To P2P, or not to P2P? That is the question…21.4.2020
In the wake of the completing of the National Veterinary Care sale to VetPartners, we thought it would be interesting to present a summary of P2P transactions in Australia over the last 2 years, and see what the data tells us about P2P. P2P simply means the takeover of a listed (public) company so that it then becomes a private company, either independently (typically with the backing of a financial sponsor) or as part of a larger company (ie. a strategic buyer).
Over the last 2 years in Australia, 56 listed companies have been the subject of public to private (P2P) takeover attempts.
Of the 56 P2Ps in the last 2 years:
- 19 have been from international strategic investors, eg. DuluxGroup (Nippon Paint – Japan), GBST Holdings (FNZ Group – UK), Ruralco (Nutrien – Canada), Bellamys Australia (China Mengniu Dairy – China), ERM Power (Shell – Netherlands);
- 15 have been from International private equity investors, eg. MYOB (KKR), Scottish Pacific (Affinity Equity Partners), Greencross Vets (TPG);
- 11 have been from Australian strategic investors, eg. Fairfax Media (Nine Entertainment), Xenith IP (IPH), Chalmers (Qube Logistics); and
- 11 have been from Australian private equity investors, eg. Navitas (BGH consortium), and Zenitas Healthcare (Adamantem).
Given the number of transactions that have occurred, we decided to run the numbers to see what premiums are being paid, and the factors that influence this premium.
Focusing on the takeover price compared to the 3-month VWAP (Volume Weighted Average Price):
- The average premium across all transactions was 41%;
- The average for strategic investors was 53%, compared to 33% for PE deals;
- The average for successful deals was 43%, compared to 23% for unsuccessful deals;
- Where a strategic investor was involved, the average premium paid by international investors was 57%, compared to 48% for local buyers;
- The average where there were multiple bidders was 43%, compared to 40% where there was only one bidder.
The summarised data is presented in the following table.
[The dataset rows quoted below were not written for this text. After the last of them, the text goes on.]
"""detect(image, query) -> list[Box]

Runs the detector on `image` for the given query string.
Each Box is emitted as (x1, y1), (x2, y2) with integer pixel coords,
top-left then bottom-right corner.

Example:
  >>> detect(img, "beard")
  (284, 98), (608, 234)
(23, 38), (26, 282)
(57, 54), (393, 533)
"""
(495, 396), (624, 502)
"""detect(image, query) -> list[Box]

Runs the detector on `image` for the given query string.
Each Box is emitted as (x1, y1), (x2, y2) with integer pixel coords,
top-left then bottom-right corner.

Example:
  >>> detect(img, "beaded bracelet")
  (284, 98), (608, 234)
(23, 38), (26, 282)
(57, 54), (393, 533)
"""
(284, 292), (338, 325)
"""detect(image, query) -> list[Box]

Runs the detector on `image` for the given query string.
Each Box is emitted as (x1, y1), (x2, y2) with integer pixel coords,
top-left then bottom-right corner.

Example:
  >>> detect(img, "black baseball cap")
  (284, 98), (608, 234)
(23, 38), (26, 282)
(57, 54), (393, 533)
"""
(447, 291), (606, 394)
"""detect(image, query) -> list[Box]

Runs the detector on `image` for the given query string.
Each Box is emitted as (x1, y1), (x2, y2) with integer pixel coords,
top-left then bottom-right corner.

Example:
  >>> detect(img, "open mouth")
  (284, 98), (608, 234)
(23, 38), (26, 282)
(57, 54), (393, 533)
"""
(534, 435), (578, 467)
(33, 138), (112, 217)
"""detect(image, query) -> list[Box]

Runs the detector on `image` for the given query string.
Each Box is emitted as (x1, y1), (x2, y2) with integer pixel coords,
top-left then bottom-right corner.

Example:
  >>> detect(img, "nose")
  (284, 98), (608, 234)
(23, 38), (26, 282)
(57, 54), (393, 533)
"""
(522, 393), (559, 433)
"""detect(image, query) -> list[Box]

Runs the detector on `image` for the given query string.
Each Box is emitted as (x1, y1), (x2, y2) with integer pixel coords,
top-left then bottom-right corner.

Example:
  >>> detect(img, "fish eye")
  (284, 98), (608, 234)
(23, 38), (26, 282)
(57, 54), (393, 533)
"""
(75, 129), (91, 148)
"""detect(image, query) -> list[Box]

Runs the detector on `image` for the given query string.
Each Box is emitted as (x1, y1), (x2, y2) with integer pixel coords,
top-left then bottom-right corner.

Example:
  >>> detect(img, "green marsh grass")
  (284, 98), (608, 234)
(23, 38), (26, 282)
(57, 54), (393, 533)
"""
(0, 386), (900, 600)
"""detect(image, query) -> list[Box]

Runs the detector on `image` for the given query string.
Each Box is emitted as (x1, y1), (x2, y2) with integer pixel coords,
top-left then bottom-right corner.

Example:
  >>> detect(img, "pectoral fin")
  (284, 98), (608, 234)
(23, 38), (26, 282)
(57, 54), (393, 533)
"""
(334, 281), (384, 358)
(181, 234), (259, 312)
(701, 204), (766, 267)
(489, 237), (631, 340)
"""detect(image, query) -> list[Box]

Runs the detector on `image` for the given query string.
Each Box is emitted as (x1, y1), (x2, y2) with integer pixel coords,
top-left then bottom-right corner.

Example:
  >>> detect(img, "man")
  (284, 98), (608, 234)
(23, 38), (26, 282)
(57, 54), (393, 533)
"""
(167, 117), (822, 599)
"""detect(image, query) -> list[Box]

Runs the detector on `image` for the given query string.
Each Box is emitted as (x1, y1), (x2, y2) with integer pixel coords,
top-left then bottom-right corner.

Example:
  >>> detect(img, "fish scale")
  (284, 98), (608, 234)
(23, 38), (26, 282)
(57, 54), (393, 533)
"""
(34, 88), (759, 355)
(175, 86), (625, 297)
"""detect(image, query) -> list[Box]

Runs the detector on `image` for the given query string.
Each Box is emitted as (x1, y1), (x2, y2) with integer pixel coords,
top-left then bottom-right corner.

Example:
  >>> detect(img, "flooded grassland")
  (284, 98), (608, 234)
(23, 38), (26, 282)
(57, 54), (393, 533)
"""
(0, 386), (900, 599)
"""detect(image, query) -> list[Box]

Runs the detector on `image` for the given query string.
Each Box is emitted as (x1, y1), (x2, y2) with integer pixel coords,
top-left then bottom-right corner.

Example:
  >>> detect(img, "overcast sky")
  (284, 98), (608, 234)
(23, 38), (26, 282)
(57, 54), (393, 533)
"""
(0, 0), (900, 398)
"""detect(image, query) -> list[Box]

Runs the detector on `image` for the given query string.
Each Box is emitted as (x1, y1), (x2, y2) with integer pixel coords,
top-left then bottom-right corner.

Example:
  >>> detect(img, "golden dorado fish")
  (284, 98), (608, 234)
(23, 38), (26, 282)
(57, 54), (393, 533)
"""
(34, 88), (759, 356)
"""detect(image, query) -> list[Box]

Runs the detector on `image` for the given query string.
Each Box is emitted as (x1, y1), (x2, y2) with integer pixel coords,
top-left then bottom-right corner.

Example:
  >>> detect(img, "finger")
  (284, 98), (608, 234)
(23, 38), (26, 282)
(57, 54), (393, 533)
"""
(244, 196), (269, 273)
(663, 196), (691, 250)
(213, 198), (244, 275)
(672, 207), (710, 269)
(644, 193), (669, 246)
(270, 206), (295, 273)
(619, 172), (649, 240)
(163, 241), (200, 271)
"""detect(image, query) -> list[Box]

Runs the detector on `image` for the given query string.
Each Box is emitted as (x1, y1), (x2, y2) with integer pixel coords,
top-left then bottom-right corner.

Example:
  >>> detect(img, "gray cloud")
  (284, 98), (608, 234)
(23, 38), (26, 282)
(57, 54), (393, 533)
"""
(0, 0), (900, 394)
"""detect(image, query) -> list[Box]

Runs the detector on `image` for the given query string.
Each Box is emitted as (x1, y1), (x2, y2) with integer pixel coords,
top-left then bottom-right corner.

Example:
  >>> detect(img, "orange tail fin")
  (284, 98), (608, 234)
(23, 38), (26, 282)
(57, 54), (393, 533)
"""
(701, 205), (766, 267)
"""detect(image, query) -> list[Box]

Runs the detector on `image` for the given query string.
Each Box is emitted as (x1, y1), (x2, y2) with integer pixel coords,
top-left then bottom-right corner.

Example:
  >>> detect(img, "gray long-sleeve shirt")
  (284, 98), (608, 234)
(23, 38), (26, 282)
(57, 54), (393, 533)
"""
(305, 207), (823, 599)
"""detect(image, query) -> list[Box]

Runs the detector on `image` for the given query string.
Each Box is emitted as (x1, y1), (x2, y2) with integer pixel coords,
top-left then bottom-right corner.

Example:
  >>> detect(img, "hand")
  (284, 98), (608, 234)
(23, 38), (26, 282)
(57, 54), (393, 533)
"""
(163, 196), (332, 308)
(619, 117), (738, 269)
These conclusions confirm what you would expect, and highlight that there can be a substantial difference in the price paid depending on the nature of the investor. Listed takeover targets can’t always control their fate, but they can control their preparation. We recommend always having a defence pack ready, and a plan for how to engage the bidders most likely to pay a strategic premium.